Visiting a regiment in Combani, in the center of Grande-Terre, he specified that Wuambushu would be “extended for a month” then that a “second type of operation, a new formula” would begin in September, targeting the farming and fishing and slum traders. Necklace of Mayotte flowers around his neck, Gérald Darmanin gave a speech in the center of Mamoudzou in front of collectives of citizens who had installed banners saying “Mayotte says thank you to the police” or “Darmanin the man of the situation “.

“You can count on us”

“We have done a lot of things for several weeks and several months and we will continue,” he said according to images broadcast by Mayotte la 1ère. “Now that we have regained control of security, we have to take care of everything else, and you can count on us,” he continued, calling for the development of tourism and agriculture and to solve the problems. water problems, whose cuts are almost daily.

The visit of the Minister of the Interior was eagerly awaited in Mayotte. “He has the support of the population but he must not let us go (…).
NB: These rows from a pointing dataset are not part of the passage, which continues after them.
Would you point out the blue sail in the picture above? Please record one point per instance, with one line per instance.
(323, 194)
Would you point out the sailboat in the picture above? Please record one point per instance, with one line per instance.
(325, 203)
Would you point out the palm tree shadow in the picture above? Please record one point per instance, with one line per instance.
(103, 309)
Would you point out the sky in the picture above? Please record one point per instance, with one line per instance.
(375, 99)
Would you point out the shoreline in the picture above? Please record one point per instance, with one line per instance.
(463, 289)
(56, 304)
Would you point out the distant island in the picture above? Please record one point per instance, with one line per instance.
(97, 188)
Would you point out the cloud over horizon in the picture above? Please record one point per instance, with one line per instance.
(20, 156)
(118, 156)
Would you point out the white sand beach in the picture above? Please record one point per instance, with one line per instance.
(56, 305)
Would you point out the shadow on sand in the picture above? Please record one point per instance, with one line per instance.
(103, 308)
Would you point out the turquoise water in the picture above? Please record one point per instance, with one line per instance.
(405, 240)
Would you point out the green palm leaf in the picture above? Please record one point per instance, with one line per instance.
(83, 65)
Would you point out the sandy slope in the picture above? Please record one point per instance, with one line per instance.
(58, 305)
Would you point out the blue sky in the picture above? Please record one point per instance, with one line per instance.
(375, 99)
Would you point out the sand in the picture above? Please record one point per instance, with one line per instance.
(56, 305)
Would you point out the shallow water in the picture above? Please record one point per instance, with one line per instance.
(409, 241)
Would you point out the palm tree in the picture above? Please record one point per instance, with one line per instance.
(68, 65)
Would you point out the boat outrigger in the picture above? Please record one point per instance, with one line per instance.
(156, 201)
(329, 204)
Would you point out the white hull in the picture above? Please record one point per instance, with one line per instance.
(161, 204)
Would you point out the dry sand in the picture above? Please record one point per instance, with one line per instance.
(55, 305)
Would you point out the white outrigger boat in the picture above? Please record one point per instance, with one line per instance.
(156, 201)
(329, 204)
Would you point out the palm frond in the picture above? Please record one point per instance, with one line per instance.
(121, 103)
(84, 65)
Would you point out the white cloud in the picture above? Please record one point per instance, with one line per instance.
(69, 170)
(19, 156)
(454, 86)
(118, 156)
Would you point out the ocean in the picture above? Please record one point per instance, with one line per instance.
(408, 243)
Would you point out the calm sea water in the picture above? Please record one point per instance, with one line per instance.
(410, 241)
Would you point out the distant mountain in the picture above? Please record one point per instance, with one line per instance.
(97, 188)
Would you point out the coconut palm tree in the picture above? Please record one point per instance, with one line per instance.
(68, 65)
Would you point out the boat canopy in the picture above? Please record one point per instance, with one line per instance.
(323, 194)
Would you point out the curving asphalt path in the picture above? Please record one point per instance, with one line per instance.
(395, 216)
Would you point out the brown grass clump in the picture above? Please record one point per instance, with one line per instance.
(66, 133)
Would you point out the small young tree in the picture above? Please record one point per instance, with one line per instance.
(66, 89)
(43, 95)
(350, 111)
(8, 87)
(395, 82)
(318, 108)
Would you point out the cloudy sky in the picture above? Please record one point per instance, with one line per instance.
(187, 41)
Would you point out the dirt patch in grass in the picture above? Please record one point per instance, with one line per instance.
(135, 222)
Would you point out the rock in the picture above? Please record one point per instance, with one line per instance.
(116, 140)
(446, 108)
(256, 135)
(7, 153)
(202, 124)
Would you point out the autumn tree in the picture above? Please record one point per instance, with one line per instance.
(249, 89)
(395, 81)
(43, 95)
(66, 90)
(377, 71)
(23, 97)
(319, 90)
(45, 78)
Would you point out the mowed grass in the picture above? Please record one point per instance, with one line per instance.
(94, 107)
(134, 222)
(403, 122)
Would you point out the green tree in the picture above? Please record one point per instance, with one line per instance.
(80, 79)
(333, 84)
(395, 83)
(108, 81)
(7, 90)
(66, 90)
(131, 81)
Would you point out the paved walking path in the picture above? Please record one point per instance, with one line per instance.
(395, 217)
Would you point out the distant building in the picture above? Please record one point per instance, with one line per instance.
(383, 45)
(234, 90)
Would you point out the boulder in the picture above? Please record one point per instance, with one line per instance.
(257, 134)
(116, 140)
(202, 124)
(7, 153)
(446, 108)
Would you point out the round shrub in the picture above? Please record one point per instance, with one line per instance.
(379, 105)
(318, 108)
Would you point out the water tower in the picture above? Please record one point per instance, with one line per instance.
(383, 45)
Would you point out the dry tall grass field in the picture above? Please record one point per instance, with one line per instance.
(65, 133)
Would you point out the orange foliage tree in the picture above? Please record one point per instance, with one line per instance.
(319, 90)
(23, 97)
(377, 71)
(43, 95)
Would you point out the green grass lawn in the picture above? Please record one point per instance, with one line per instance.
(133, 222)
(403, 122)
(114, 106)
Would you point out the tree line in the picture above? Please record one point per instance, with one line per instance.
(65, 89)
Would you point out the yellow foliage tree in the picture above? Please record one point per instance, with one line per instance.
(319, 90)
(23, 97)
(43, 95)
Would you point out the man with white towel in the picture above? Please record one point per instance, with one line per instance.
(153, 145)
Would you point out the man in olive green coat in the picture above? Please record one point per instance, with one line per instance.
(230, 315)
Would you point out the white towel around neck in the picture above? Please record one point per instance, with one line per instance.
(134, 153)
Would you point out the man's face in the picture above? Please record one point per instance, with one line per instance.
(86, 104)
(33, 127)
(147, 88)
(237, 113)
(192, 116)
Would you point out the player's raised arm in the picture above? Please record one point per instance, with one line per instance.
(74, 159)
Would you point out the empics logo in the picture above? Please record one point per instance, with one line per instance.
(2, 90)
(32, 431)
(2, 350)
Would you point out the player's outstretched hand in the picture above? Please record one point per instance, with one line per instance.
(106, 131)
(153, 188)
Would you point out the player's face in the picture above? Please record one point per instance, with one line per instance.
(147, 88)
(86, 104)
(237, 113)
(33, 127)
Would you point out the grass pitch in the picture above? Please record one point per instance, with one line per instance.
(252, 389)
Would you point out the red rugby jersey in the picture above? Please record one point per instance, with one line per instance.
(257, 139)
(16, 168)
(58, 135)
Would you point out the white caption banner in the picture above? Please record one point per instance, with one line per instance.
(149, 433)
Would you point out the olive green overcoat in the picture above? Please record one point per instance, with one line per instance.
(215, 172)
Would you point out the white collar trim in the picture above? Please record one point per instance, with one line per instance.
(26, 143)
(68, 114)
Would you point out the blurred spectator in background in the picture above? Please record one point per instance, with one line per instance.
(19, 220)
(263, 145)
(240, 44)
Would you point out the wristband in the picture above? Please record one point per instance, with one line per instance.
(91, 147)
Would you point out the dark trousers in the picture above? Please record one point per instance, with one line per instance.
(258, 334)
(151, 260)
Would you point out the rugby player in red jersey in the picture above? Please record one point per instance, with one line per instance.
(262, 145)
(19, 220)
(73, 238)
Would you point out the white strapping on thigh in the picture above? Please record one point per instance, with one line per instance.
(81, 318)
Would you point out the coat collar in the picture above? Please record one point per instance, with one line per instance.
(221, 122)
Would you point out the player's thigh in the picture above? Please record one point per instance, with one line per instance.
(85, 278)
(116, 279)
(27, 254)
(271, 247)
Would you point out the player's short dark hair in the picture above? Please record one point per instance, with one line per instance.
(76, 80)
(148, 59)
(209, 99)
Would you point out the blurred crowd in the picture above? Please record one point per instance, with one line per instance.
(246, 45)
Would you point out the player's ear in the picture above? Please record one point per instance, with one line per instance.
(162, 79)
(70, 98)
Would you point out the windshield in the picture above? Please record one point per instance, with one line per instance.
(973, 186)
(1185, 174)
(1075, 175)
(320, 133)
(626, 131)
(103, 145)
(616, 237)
There is not a single public service on the island that is not impacted by illegal immigration” , Safina Soula, president of the collective of citizens of Mayotte 2018, told AFP. Officially launched on April 24, Operation Wuambushu had ambitious announced objectives but its results are so far modest, in the eyes of the collectives. “There needs to be a lot more decasing (destruction of slums, editor’s note), sanctions for slum merchants and more border controls,” said Safina Soula.
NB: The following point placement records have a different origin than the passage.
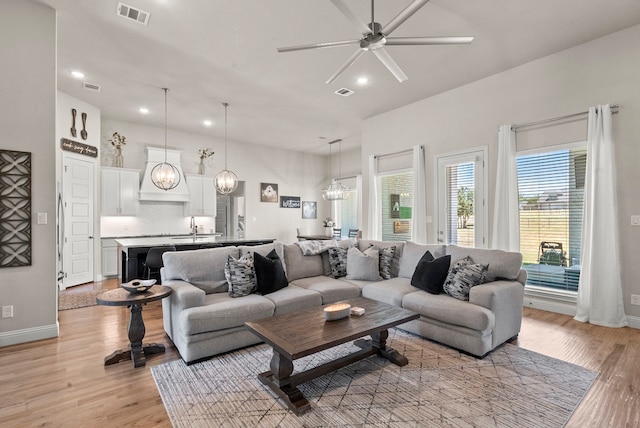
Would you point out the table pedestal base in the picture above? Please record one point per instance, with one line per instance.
(139, 358)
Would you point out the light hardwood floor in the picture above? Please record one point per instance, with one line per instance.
(63, 382)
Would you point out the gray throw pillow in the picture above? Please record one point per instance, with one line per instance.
(363, 266)
(241, 275)
(468, 276)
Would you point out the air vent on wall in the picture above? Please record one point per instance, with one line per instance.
(133, 13)
(344, 92)
(91, 86)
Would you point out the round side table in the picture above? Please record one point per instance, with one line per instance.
(136, 351)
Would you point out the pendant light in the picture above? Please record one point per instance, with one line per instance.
(226, 181)
(336, 191)
(165, 176)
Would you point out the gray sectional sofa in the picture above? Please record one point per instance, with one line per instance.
(203, 320)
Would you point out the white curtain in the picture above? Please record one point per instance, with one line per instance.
(374, 219)
(419, 209)
(600, 286)
(506, 222)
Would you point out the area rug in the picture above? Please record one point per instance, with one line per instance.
(77, 300)
(511, 387)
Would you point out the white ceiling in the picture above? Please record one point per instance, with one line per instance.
(212, 51)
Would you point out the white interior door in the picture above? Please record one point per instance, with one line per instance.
(78, 201)
(462, 212)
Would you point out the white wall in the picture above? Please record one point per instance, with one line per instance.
(606, 70)
(296, 173)
(27, 123)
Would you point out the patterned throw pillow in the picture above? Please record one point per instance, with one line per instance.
(468, 276)
(241, 275)
(453, 270)
(386, 258)
(338, 261)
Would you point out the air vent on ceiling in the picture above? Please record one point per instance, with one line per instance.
(133, 13)
(91, 86)
(344, 92)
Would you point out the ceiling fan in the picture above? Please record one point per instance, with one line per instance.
(375, 38)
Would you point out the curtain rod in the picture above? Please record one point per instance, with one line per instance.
(614, 110)
(401, 152)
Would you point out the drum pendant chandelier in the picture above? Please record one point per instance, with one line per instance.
(226, 181)
(165, 176)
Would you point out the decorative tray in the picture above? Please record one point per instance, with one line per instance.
(138, 285)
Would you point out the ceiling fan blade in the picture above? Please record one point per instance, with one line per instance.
(455, 40)
(361, 26)
(391, 65)
(403, 16)
(346, 65)
(319, 45)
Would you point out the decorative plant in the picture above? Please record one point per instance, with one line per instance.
(205, 153)
(328, 222)
(118, 140)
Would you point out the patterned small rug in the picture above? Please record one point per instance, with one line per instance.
(77, 300)
(511, 387)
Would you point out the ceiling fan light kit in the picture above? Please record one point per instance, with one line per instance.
(375, 37)
(164, 175)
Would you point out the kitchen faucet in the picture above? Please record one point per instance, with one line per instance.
(194, 228)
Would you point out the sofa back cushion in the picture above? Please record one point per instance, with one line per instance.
(297, 265)
(202, 268)
(363, 244)
(502, 264)
(412, 253)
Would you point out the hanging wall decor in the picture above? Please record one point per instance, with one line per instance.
(15, 208)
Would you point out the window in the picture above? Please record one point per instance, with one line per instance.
(461, 211)
(551, 198)
(396, 200)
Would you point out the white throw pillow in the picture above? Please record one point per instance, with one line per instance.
(363, 266)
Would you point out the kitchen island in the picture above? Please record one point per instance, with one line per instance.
(133, 250)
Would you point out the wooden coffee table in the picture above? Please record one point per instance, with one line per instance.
(136, 351)
(299, 334)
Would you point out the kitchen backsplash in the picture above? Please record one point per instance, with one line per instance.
(154, 218)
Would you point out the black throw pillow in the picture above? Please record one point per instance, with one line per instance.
(270, 275)
(430, 274)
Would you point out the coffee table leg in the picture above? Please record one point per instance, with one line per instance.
(278, 379)
(136, 334)
(379, 342)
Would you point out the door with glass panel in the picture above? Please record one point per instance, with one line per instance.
(461, 213)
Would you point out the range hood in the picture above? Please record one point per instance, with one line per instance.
(149, 191)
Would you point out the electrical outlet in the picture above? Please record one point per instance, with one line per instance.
(7, 311)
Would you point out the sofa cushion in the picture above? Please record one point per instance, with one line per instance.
(293, 298)
(364, 266)
(332, 290)
(202, 268)
(431, 273)
(363, 244)
(502, 264)
(222, 311)
(390, 291)
(299, 265)
(241, 276)
(467, 276)
(411, 255)
(270, 275)
(445, 308)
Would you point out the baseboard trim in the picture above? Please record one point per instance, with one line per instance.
(29, 334)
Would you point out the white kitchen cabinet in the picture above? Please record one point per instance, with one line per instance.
(109, 257)
(202, 196)
(119, 191)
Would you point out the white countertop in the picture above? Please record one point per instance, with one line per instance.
(155, 241)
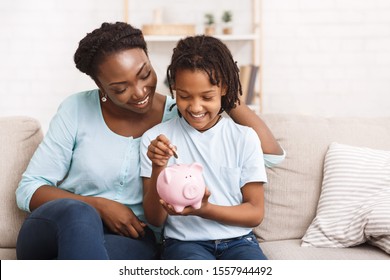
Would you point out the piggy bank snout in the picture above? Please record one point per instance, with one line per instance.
(191, 191)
Extension of the operation

In an interview with Le Figaro posted online on Friday, Gérald Darmanin assured that the government would “continue to inject resources” and would maintain “more than a thousand” security forces on the island. Defending the results of the operation, he said that in two months, “violence against people has been reduced by 22%” and burglaries, thefts and damage to property “by 28%”. “Above all, of the 57 gang leaders identified at the start, 47 were arrested and brought before the courts,” he continued, also claiming to have “divided by three the incoming flow of illegal immigrants”.
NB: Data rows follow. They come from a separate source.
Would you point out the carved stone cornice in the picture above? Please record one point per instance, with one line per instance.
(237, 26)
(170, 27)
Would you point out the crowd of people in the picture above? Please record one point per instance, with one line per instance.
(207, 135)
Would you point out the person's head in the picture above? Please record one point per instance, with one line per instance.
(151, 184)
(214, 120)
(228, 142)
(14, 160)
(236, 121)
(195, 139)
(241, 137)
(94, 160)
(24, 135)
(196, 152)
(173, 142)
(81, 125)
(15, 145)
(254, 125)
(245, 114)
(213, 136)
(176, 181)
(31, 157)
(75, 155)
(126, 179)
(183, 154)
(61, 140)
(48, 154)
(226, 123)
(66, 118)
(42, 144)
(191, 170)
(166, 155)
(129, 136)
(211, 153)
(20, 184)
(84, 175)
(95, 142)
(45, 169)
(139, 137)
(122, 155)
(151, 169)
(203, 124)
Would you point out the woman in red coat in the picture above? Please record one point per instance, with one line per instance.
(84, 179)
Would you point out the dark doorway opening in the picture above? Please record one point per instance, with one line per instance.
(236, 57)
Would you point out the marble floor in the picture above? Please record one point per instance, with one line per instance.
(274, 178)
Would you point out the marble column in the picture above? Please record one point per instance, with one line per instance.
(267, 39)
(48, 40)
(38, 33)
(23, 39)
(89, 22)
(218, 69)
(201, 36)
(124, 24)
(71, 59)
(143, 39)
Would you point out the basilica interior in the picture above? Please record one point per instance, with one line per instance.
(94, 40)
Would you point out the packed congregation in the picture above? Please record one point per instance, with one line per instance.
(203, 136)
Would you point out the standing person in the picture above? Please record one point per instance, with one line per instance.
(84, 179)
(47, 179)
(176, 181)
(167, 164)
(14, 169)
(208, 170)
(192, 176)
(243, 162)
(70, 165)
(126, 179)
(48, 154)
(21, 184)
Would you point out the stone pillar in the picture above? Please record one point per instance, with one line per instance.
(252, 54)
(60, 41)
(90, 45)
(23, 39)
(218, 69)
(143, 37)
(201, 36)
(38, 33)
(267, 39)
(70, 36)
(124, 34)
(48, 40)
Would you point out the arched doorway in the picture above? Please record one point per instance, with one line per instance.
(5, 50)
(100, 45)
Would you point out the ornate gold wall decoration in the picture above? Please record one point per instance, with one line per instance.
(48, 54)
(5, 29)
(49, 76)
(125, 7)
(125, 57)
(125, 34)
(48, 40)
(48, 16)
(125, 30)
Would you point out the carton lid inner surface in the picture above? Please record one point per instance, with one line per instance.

Still, the objective set by Gérald Darmanin of the destruction by the end of June of 1,000 bangas, these unsanitary sheet metal huts, has been postponed to the end of the year. Since the beginning of the operation, denounced by associations as “brutal” and “anti-poor”, the state services have only managed to dismantle two informal neighborhoods, Talus 2 and Barakani, corresponding to around 250 homes. The expulsions, with a target of 150 to 400 daily removals against 70 per day on average in 2022, were disrupted by the cessation of maritime links with the Comoros for almost a month, Moroni refusing to dock on the island from Anjouan of boats carrying migrants.

After negotiations, the crossings resumed on May 17, Gérald Darmanin assuring that Moroni now accepts “100% of irregular people”. Wuambushu’s last objective, the fight against crime, causes him problems of prison overcrowding, to the point that the only prison on the island was blocked at the beginning of June by prison guards judging the situation “unsustainable”, the occupancy rate having risen to 230%. Gérald Darmanin is accompanied to Mayotte by the Minister Delegate for Overseas Territories, Jean-François Carenco, who will join the Minister Delegate for Housing, Olivier Klein, on Sunday. At dawn, they will attend a decasing in Dzaoudzi, in Petite-Terre.